How can I match nested brackets using regex?

Question

As the title says, here is an example input:

 (outer
   (center
     (inner)
     (inner)
   center)
 ouer)
 (outer
   (inner)
 ouer)
 (outer
 ouer)

Of course, the matched strings will be processed by recursion.

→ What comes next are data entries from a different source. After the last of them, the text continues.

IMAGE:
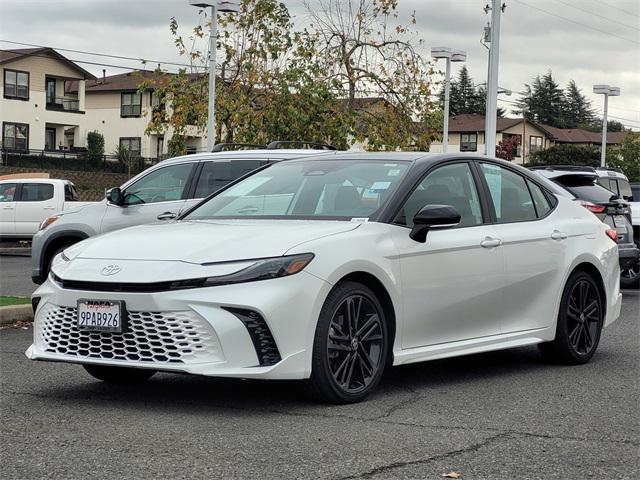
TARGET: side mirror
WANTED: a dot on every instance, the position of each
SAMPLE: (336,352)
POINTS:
(115,196)
(431,217)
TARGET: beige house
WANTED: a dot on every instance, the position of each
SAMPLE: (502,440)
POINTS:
(37,109)
(117,110)
(466,134)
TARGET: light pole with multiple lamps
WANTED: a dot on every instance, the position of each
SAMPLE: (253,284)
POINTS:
(607,91)
(216,6)
(450,56)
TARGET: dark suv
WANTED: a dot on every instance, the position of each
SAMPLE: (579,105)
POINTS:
(584,185)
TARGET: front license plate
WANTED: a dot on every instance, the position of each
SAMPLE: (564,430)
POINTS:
(619,221)
(101,315)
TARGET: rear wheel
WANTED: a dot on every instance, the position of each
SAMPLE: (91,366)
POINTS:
(580,322)
(351,345)
(119,375)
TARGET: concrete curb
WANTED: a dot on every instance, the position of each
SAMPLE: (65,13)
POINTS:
(16,313)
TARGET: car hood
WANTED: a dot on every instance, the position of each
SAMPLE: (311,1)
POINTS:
(205,241)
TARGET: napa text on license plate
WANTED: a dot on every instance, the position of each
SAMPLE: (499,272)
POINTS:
(101,315)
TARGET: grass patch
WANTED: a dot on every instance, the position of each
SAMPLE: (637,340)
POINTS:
(6,301)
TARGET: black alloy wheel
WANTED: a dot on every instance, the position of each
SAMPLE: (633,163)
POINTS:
(580,321)
(350,347)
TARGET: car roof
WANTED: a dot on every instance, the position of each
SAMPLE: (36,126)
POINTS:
(34,180)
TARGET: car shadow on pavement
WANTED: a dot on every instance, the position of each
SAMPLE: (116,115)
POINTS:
(198,393)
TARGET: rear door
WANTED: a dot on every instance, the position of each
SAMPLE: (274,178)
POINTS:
(37,201)
(8,208)
(535,243)
(160,194)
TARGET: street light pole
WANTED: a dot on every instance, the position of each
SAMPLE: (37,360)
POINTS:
(607,91)
(449,56)
(216,6)
(211,118)
(491,110)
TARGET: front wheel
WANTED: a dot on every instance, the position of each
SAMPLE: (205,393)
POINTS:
(351,345)
(580,321)
(119,375)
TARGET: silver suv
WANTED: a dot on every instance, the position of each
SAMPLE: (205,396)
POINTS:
(161,192)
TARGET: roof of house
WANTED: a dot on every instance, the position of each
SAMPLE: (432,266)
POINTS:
(475,123)
(468,122)
(7,56)
(579,135)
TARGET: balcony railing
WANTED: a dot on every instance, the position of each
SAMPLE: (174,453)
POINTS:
(63,103)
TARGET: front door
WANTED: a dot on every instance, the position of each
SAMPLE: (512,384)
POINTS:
(452,284)
(36,203)
(161,191)
(49,138)
(7,208)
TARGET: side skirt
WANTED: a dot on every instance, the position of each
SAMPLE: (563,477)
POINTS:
(474,345)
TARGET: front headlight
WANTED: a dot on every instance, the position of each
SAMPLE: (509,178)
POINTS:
(48,221)
(262,269)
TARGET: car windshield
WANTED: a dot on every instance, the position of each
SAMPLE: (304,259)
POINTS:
(328,189)
(585,188)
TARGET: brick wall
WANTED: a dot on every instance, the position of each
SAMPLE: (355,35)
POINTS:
(90,185)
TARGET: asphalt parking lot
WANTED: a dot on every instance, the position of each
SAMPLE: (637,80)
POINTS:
(502,415)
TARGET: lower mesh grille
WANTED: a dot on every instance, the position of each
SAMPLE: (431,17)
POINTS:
(159,337)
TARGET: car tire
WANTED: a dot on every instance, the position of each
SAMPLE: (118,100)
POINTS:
(630,277)
(580,321)
(351,345)
(119,375)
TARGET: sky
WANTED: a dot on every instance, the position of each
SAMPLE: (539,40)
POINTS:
(590,41)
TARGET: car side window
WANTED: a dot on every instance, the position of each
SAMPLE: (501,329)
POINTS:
(36,192)
(448,185)
(216,175)
(162,185)
(511,199)
(7,192)
(541,202)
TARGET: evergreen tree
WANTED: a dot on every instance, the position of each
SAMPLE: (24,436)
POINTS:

I want the first recursion to match:

 [
 (outer
   (center
     (inner)
     (inner)
   center)
 ouer),
 (outer
   (inner)
 ouer),
 (outer
 ouer)]

And the after processes is needless to say...

Answer 1

Many regex implementations will not allow you to match an arbitrary amount of nesting. However, Perl, PHP and .NET support recursive patterns.

A demo in Perl:

#!/usr/bin/perl -w

my $text = '(outer
   (center
     (inner)
     (inner)
   center)
 ouer)
 (outer
   (inner)
 ouer)
 (outer
 ouer)';

while($text =~ /(\(([^()]|(?R))*\))/g) {
  print("----------\n$1\n");
}

which will print:

----------
(outer
   (center
     (inner)
     (inner)
   center)
 ouer)
----------
(outer
   (inner)
 ouer)
----------
(outer
 ouer)

Or, the PHP equivalent:

$text = '(outer
   (center
     (inner)
     (inner)
   center)
 ouer)
 (outer
   (inner)
 ouer)
 (outer
 ouer)';

preg_match_all('/(\(([^()]|(?R))*\))/', $text, $matches);

print_r($matches);

which produces:

Array
(
    [0] => Array
        (
            [0] => (outer
   (center
     (inner)
     (inner)
   center)
 ouer)
            [1] => (outer
   (inner)
 ouer)
            [2] => (outer
 ouer)
        )

...

An explanation:

(          # start group 1
  \(       #   match a literal '('
  (        #   group 2
    [^()]  #     any char other than '(' and ')'
    |      #     OR
    (?R)   #     recursively match the entir pattern
  )*       #   end group 2 and repeat zero or more times
  \)       #   match a literal ')'
)          # end group 1

EDIT

Note @Goozak's comment:

A better pattern might be \(((?>[^()]+)|(?R))*\) (from PHP:Recursive patterns). For my data, Bart's pattern was crashing PHP when it encountered a (long string) without nesting. This pattern went through all my data without problem.

Answer 2

Don't use regex.

Instead, a simple recursive function will suffice. Here's the general structure:

def recursive_bracket_parser(s, i):
    while i < len(s):
        if s[i] == '(':
            i = recursive_bracket_parser(s, i+1)
        elif s[i] == ')':
            return i+1
        else:
            # process whatever is at s[i]
            i += 1
    return i

For example, here's a function that will parse the input into a nested list structure:

def parse_to_list(s, i=0):
    result = []
    while i < len(s):
        if s[i] == '(':
            i, r = parse_to_list(s, i+1)
            result.append(r)
        elif s[i] == ')':
            return i+1, result
        else:
            result.append(s[i])
            i += 1
    return i, result

Calling this like parse_to_list('((a) ((b)) ((c)(d)))efg') produces the result [[['a'], ' ', [['b']], ' ', [['c'], ['d']]], 'e', 'f', 'g'].